Former Amazon executive Peter Faricy has had a tough baptism at the helm of California-based solar installer SunPower, with the new CEO announcing a first-quarter loss of $48.4 million.
Previous boss Tom Werner, who will stay on as chairman until September, reported a $413 million profit in his last three-month-earnings report.
In fairness to Faricy, he can point to the fact he did not take up office until last month, following his appointment on March 25 but, with SunPower admitting there is a chance revenue could fall further in the current window, from the $306 million just announced to $295-345 million, that excuse could soon evaporate.
The figures for SunPower, which is controlled by French energy company Total, were given a more positive sheen by the non-generally accepted accounting principle (GAAP) of stripping out unfortunate red numbers for the last quarter. Non-GAAP net income of $9.3 million can be conjured up by simply removing the $7.1 million operations cost of a legacy business, $3.8 million of restructuring charges and $1 million of reorganization costs, all of which presumably relate to the hiving off of the company's solar manufacturing business into Maxeon last year. Take another $5 million worth of shares compensation packages out, a thumping $44.7 million hit on equity investments, and $5.2 million for unspecified “litigation costs” and hey presto!
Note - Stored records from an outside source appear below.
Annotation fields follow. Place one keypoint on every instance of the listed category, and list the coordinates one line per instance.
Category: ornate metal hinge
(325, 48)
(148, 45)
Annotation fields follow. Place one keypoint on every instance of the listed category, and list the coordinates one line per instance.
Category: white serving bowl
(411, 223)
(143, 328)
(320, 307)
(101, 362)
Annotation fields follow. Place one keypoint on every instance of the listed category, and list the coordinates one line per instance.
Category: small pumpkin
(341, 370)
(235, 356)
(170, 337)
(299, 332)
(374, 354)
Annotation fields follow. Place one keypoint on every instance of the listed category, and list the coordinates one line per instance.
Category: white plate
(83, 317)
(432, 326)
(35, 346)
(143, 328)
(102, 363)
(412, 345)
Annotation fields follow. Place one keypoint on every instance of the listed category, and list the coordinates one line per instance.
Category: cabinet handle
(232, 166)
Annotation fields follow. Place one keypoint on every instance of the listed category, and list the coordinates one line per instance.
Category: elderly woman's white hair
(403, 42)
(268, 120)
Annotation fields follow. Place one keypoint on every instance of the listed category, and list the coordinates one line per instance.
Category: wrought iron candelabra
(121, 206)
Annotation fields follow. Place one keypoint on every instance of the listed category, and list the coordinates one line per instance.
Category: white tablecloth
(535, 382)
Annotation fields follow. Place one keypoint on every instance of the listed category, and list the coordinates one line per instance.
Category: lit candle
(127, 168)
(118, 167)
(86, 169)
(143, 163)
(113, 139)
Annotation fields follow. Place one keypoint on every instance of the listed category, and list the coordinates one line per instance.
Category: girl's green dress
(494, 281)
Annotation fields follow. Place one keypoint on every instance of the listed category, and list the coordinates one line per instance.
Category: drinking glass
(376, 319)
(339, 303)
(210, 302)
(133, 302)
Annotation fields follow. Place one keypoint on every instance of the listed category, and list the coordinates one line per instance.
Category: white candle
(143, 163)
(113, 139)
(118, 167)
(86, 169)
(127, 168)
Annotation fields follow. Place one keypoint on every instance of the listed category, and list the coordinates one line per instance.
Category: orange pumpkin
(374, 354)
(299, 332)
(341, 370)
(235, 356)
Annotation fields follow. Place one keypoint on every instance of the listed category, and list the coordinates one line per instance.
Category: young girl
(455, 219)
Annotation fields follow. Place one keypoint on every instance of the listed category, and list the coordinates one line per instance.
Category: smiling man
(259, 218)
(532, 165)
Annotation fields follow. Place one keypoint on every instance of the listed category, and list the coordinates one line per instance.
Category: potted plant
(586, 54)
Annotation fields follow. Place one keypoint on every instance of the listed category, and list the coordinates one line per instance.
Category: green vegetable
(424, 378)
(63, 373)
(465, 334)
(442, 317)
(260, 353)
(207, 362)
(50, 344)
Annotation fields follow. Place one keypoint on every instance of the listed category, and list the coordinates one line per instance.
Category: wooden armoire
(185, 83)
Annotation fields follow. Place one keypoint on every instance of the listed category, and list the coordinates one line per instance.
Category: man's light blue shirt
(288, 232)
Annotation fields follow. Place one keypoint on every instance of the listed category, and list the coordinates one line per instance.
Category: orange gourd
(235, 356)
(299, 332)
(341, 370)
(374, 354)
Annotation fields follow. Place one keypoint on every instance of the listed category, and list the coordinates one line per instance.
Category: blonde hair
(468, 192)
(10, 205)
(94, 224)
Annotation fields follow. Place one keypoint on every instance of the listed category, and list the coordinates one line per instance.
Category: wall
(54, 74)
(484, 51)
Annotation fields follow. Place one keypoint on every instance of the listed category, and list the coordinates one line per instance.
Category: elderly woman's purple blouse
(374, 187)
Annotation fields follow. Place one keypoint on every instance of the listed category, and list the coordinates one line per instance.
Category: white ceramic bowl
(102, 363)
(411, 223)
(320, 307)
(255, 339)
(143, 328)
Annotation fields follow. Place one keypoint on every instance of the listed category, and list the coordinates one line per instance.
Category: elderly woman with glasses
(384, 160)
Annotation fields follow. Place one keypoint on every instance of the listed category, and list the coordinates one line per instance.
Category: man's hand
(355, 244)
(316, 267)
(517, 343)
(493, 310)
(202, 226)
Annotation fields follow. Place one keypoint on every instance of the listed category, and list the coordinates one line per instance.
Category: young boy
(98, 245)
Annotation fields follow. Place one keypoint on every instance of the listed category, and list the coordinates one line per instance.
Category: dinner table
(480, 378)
A quarterly profit emerges.
In terms of those annoying GAAP numbers, SunPower is predicting a more palatable second-quarter reverse of just $1-12 million, at least, and there is talk of healthy residential, small business and commercial and industrial custom during the first quarter, and rising interest in SunPower's energy storage products, even if the value of total inventory rose $20 million, from $211 million on January 3 to $231 million on April 4.
This copy was amended on 10/05/21 to reflect Peter Faricy did not take up office as SunPower CEO until April 19.